At the tail end of my Keene State College years, after having worked at the Ellis Hotel on Elm Street, and the C. L. Lane Bucket factory in West Swanzey -- but just before I set the record for monkey bars produced in an 8 hour shift at Whitney Brothers in Marlborough -- I took a job at a tannery in Winchendon, Massachusetts.

I carpooled in with a bunch of regulars. The foreman, a big guy named Zwolinsky whose daughter was a college classmate, led me up some scaffolding to a place where a bird's eye view of the parking lot might be had if one chose to look -- which we did not as the footing was precarious and the task was to dump 80 lb. bags of sugar into a feeder vat before (or perhaps after) opening petcocks to release steam and sulfuric acid into the mix.

Having gotten that tea brewing Mr. Zwolinsky escorted me to the bowels of the factory where a series of ten coal fired ovens required constant raking with a long handled shovel because a shipment of bad coal was clogging the ovens, reducing the heat output. I did that for the rest of the morning.

At lunch six burly men all named Moose, whose lives were spent hoisting heavy hides from the dipping tanks, silently crammed sandwiches into their mouths as fast as they could go, their hands and forearms multicolored like those of children run amuck in Easter egg design.
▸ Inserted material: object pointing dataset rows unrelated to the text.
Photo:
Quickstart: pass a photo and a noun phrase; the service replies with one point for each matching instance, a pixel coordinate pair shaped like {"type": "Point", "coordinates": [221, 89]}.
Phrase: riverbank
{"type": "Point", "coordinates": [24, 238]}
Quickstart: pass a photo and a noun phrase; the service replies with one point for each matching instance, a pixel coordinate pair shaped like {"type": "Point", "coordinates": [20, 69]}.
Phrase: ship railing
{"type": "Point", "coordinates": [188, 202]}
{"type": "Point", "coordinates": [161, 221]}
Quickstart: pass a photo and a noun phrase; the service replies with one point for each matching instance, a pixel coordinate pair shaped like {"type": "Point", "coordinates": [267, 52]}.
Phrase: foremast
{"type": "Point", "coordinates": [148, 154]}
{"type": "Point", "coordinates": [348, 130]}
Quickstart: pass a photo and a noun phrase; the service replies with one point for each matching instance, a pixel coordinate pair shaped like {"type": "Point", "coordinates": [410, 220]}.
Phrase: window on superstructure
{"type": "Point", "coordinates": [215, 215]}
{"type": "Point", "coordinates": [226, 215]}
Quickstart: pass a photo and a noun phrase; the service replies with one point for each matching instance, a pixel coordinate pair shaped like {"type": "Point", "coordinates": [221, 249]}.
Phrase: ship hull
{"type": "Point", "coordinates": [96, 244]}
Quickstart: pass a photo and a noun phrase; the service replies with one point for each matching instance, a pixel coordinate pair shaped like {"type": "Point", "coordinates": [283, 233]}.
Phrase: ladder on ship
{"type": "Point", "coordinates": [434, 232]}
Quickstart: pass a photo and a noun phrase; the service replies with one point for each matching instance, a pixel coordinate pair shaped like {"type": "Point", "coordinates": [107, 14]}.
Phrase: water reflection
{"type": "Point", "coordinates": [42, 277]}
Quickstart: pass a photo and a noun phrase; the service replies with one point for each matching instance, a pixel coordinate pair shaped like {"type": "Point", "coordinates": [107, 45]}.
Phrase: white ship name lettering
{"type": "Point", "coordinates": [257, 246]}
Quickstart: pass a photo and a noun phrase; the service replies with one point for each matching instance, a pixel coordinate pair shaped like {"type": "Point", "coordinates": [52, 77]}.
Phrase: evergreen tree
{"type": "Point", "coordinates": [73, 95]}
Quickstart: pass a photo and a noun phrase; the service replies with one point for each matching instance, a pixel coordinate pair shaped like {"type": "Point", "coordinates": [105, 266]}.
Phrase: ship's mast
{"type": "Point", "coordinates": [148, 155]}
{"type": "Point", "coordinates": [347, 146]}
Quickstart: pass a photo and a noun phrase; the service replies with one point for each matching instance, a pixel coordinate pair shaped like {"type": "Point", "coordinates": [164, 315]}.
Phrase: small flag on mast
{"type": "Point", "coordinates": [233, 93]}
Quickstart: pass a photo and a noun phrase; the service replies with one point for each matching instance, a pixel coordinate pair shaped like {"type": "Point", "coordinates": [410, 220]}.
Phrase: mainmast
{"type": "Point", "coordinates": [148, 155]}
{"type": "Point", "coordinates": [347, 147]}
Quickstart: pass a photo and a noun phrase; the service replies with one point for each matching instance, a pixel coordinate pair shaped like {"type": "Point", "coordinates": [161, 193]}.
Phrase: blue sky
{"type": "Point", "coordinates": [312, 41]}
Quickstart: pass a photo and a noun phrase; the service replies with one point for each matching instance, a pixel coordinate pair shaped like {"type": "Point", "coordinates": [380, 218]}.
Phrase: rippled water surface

A man not named Moose and not much older than me, though already a veteran, leaned forward to offer advice: "This here's not bad work for me, but once you get through college don't come back here." I nodded as Zwolinsky beckoned for me to follow. I was relieved to see that I was to work outside.

But not relieved for long. A whole railroad car of bad coal awaited. Normally a chute would be opened in the center of the floor of the car and the coal would slide out. This coal had no slide, so my job for the next four hours was to encourage the coal to vacate the car.

At the end of the day I scrunched into the back seat of a Chevy and was dropped off at the corner of Elm and West streets. Someone said "same time tomorrow", but I had the presence of mind to advise them not to wait too long. Off to my left was Court Street where I had an apartment. The campus lay half a mile in the other direction. Feeling a need for the distraction of a few hands of whist at the Student Center I turned right -- only to glimpse the reflection in a display window of someone from a minstrel show.

Prior to insurance sales this was the worst job I'd ever had. But even just two days of selling end of life benefits to indigent seniors, with a scripted approach that felt less like sales than coercion, proved entirely too dispiriting to continue. So . . . short career.